[patch] Added reset of SPIv2 on FIFO error

Use this forum for requesting small changes in ChibiOS. Large changes should be discussed in the development forum. This forum is NOT for support.
tridge
Posts: 101
Joined: Mon Sep 25, 2017 8:27 am
Has thanked: 8 times
Been thanked: 12 times
Contact:

[patch] Added reset of SPIv2 on FIFO error

Postby tridge » Sat Jul 27, 2019 12:08 pm

While testing a flight controller based on a STM32F765IIK6 we hit a problem in flight where SPI transactions from a MS5611 barometer went crazy. As this caused a crash we tried to reproduce the problem on the ground.
I found that the SPI peripheral (SPI4) can get into a bad state due to a momentary electrical glitch on the clock line. When this happens the FIFO appears as non-empty and all incoming transfers are corrupted (both with polled and DMA transfers).
I thought we could fix it by just draining the FIFO, but it doesn't help. So instead I have used the non-empty FIFO to trigger a reset using the RCC. This works nicely, and when I deliberately trigger the issue by shorting the SCK line to another pin the peripheral is automatically reset and the flight controller recovers.
Patch attached.
Attachments
0001-STM32-check-for-FIFO-de-sync-in-SPIv2-and-reset-peri.zip
(1.48 KiB) Downloaded 8 times

User avatar
Giovanni
Site Admin
Posts: 12177
Joined: Wed May 27, 2009 8:48 am
Location: Salerno, Italy
Has thanked: 570 times
Been thanked: 487 times
Contact:

Re: [patch] Added reset of SPIv2 on FIFO error

Postby Giovanni » Sat Jul 27, 2019 6:43 pm

Question,

My question is, what causes the glitch?

CLK is an output line, should we put a SW fix for what appears to be an electrical problem?

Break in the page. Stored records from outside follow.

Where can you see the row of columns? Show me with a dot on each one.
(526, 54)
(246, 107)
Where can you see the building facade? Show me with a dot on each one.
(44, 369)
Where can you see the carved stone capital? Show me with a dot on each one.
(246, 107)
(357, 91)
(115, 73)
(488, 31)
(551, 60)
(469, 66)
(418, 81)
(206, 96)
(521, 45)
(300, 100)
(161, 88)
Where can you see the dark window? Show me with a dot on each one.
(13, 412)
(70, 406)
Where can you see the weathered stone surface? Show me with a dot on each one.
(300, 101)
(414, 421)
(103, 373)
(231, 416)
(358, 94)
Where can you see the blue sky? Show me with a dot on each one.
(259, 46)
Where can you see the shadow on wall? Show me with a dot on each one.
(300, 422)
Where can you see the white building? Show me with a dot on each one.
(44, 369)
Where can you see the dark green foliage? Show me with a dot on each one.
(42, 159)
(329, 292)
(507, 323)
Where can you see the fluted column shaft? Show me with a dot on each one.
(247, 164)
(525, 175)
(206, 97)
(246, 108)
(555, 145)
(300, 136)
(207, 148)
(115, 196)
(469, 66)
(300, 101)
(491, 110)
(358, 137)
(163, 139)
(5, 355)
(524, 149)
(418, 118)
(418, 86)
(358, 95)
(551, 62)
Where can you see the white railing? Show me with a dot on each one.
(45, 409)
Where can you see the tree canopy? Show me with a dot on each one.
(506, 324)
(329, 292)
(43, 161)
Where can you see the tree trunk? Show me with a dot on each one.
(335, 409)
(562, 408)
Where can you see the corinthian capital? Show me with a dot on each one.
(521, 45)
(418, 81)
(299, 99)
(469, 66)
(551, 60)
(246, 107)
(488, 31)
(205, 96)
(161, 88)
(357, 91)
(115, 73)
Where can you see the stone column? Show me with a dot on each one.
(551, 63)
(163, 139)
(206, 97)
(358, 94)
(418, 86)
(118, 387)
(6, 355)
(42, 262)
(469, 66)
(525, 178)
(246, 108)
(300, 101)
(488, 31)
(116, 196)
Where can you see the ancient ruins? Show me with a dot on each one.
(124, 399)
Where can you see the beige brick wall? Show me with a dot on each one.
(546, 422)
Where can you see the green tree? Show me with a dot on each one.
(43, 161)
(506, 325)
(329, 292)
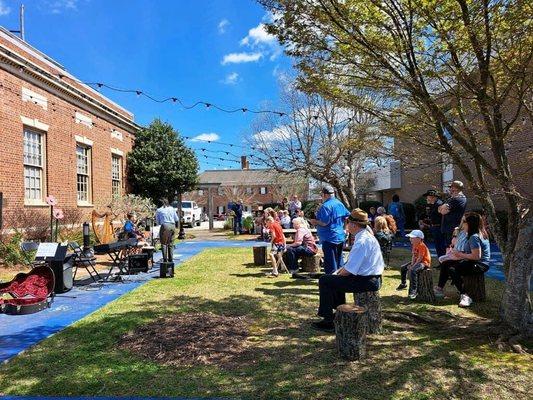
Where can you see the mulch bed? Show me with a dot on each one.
(189, 339)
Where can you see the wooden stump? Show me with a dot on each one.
(311, 263)
(259, 255)
(474, 286)
(425, 286)
(372, 302)
(351, 326)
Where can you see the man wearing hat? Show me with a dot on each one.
(361, 273)
(452, 211)
(329, 223)
(434, 221)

I am asking because the fix appears to be heavy and would worsen SPI latency significantly.

Giovanni

tridge
Posts: 101
Joined: Mon Sep 25, 2017 8:27 am
Has thanked: 8 times
Been thanked: 12 times
Contact:

Re: [patch] Added reset of SPIv2 on FIFO error

Postby tridge » Sat Jul 27, 2019 11:31 pm

Giovanni wrote:My question is, what causes the glitch?

we don't know. The issue happened once in flight. All we knew from that flight was that we started getting crazy values back from SPI reads on the MS5611. A reboot fixed it.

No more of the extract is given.